Selon IQNA citant Al Qods Al Arabi, la présidence de la République de l’Egypte a dénoncé l’assassinat de quatre citoyens égyptiens au village d’Abou Moselim à Abou El-Nomros à Gizeh.
Dans son communiqué d’hier, la présidence a assuré que cet incident sinistre - survenu dimanche- ne va pas de pair avec l’esprit de tolérance et de respect par lequel se caractérisent les Egyptiens.
Le communiqué a mis l’accent sur la modération des Egyptiens, tout en rejetant tout acte contre la loi. Il a également appelé à punir les criminels qui portent préjudice à l’unité de la société.
Pour la minorité chiite d'Egypte et l'opposition libérale, Morsi et le gouvernement égyptien cherchent à attiser les tensions entre les communautés pour plaire à leurs alliés salafistes, qui leur ont vivement reproché leurs tentatives de rapprochement avec l'Iran chiite.
Dans un communiqué, le gouvernement du Premier ministre Hicham Kandil "condamne fermement" cette "terrible" attaque et accuse les coupables de vouloir importer dans le pays des "conflits religieux" totalement étrangers à la société égyptienne.
Les autorités, ajoute le gouvernement, "s'assureront de faire passer la justice afin que les coupables soient punis de manière exemplaire et dissuasive".
Mohamed Ghoneim, l'un des responsables de la petite communauté chiite égyptienne qui rassemble quelques centaines de milliers de fidèles, a affirmé que les Frères musulmans, en ne prenant pas la défense des chiites, cherchaient à apaiser leurs alliés salafistes.
Une opinion partagée par l'opposition libérale, notamment par le parti Destour de Mohamed El Baradeï qui voit dans ces crimes "la conséquence directe de l'écœurant discours de haine qui se répand de plus en plus, au vu et au su du gouvernement et avec la bénédiction du président" Morsi.
Le chef du parti «El-Dostour» (la Constitution) Dr Mohamed El-Baradeï a appelé Al-Azhar et la présidence à agir de manière «ferme» quant à cet incident.
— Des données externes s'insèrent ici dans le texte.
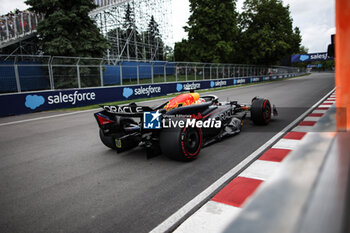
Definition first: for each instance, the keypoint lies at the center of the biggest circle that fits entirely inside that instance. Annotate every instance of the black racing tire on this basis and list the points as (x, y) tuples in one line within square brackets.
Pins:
[(108, 141), (182, 144), (261, 111)]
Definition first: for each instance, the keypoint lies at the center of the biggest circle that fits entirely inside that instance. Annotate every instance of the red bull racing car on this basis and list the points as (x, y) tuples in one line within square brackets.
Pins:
[(180, 127)]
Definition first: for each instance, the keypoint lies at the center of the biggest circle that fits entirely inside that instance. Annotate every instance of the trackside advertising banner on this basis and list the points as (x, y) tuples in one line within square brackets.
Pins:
[(21, 103)]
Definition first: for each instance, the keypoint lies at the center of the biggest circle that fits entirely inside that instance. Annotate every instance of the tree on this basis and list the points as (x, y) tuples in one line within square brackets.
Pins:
[(267, 34), (67, 29), (212, 32)]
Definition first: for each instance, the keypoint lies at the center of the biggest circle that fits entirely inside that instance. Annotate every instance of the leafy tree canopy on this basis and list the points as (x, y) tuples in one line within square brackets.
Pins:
[(212, 32), (267, 33), (67, 30)]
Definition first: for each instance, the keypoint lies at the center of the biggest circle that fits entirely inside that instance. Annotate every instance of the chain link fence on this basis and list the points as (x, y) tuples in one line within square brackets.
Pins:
[(15, 26), (19, 73)]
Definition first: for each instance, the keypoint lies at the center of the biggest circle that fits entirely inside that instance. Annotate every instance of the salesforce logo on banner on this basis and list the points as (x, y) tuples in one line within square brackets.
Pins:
[(179, 87), (127, 92), (151, 120), (34, 101), (212, 84), (304, 57)]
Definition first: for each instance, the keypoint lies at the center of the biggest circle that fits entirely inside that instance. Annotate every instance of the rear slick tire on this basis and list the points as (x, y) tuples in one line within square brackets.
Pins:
[(182, 144), (261, 111)]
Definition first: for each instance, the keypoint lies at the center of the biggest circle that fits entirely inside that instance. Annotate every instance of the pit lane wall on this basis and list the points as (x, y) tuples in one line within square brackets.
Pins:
[(30, 102)]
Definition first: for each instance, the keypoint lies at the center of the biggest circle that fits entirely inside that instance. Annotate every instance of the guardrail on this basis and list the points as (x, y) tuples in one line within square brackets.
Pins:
[(33, 73), (28, 102)]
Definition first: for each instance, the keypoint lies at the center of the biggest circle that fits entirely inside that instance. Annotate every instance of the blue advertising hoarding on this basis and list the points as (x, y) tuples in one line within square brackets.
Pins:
[(310, 57), (22, 103)]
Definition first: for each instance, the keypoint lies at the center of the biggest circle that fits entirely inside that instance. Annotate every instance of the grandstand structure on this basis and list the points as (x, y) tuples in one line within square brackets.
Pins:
[(127, 24), (136, 29)]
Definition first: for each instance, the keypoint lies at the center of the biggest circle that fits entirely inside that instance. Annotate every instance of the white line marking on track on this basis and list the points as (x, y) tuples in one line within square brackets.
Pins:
[(319, 111), (311, 118), (301, 128), (289, 144), (261, 170), (175, 219), (211, 218)]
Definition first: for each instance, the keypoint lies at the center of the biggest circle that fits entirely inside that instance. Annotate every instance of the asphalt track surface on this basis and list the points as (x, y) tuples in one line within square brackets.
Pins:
[(56, 175)]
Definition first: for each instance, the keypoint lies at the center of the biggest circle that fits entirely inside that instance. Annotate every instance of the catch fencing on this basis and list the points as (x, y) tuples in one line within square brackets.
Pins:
[(22, 73), (15, 26)]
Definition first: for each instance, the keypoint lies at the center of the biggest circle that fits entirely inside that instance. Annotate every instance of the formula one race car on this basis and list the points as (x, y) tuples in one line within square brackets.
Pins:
[(178, 128)]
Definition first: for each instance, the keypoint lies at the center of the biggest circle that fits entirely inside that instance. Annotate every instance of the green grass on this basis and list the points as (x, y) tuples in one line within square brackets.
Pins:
[(166, 96)]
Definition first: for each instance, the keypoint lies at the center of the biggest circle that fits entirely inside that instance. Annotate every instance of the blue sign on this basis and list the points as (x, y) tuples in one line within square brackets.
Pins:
[(22, 103), (310, 57), (151, 120)]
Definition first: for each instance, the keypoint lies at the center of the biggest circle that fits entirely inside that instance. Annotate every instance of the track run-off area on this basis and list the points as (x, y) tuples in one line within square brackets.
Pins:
[(57, 176)]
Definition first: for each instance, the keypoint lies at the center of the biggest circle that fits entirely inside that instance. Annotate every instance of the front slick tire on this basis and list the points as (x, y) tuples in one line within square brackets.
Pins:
[(182, 144), (261, 111)]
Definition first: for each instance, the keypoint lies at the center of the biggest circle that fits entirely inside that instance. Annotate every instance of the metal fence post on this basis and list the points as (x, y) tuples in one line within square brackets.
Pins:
[(78, 73), (210, 76), (101, 73), (165, 71), (195, 72), (176, 73), (138, 72), (203, 72), (18, 83), (52, 84), (7, 29), (152, 72)]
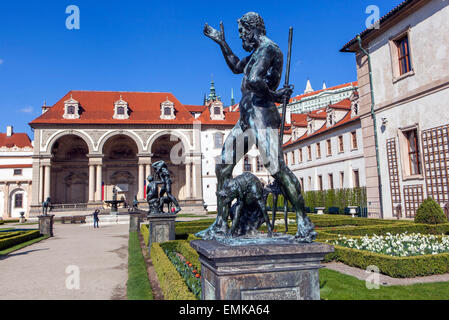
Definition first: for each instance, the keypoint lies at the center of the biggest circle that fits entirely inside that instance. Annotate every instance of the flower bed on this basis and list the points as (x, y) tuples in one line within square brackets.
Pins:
[(399, 245), (186, 269)]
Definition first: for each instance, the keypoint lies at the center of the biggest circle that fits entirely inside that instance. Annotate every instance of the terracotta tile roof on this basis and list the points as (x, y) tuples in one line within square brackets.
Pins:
[(299, 119), (98, 108), (346, 119), (396, 10), (344, 105), (192, 108), (302, 96), (15, 166), (231, 118), (20, 140)]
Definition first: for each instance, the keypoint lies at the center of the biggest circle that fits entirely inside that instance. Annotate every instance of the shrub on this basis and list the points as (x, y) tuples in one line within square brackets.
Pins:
[(430, 212), (396, 267), (145, 233), (23, 237), (138, 286), (172, 284)]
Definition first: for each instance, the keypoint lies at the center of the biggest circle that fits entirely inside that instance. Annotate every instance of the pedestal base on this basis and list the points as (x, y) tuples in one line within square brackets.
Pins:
[(134, 222), (161, 227), (46, 225), (260, 272)]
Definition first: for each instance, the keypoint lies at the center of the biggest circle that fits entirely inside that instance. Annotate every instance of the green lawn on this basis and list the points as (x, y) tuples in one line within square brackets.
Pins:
[(338, 286), (22, 245), (138, 286)]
Essam el Erian, numéro deux du parti Liberté et Justice, émanation des Frères musulmans, a pourtant dénoncé au nom de son mouvement les lynchages de dimanche.
Le gouverneur de Gizeh, Dr Ali Abdel Rahman, s’est pour sa part dit accablé par l’incident. Il a ajouté que les responsables sont des jeunes dont la culture religieuse est limitée. Et d’assurer que le village est actuellement calme.
Dimanche à Zaouiyat Abou Moussallem, non loin des célèbres pyramides de Gizeh, une foule en colère a saccagé et incendié la maison d'une famille chiite à laquelle un dignitaire religieux venait de rendre visite.
Les assaillants criaient "Infidèles!", a raconté une femme qui a survécu à l'attaque, accusant la police de n'avoir rien fait pour empêcher les crimes. "Les salafistes et les Frères musulmans, ce sont eux qui nous ont attaqués", a-t-elle dit.
Dans une vidéo postée sur internet par des militants des droits de l'homme, on voit des hommes tirer dans la rue le corps ensanglanté d'une victime, une corde autour du cou, sous les yeux de dizaines de témoins.
Dans une autre séquence, on aperçoit clairement des policiers en tenue anti-émeute et des femmes en noir qui crient dans une rue étroite "Il n'y a de Dieu que Dieu!"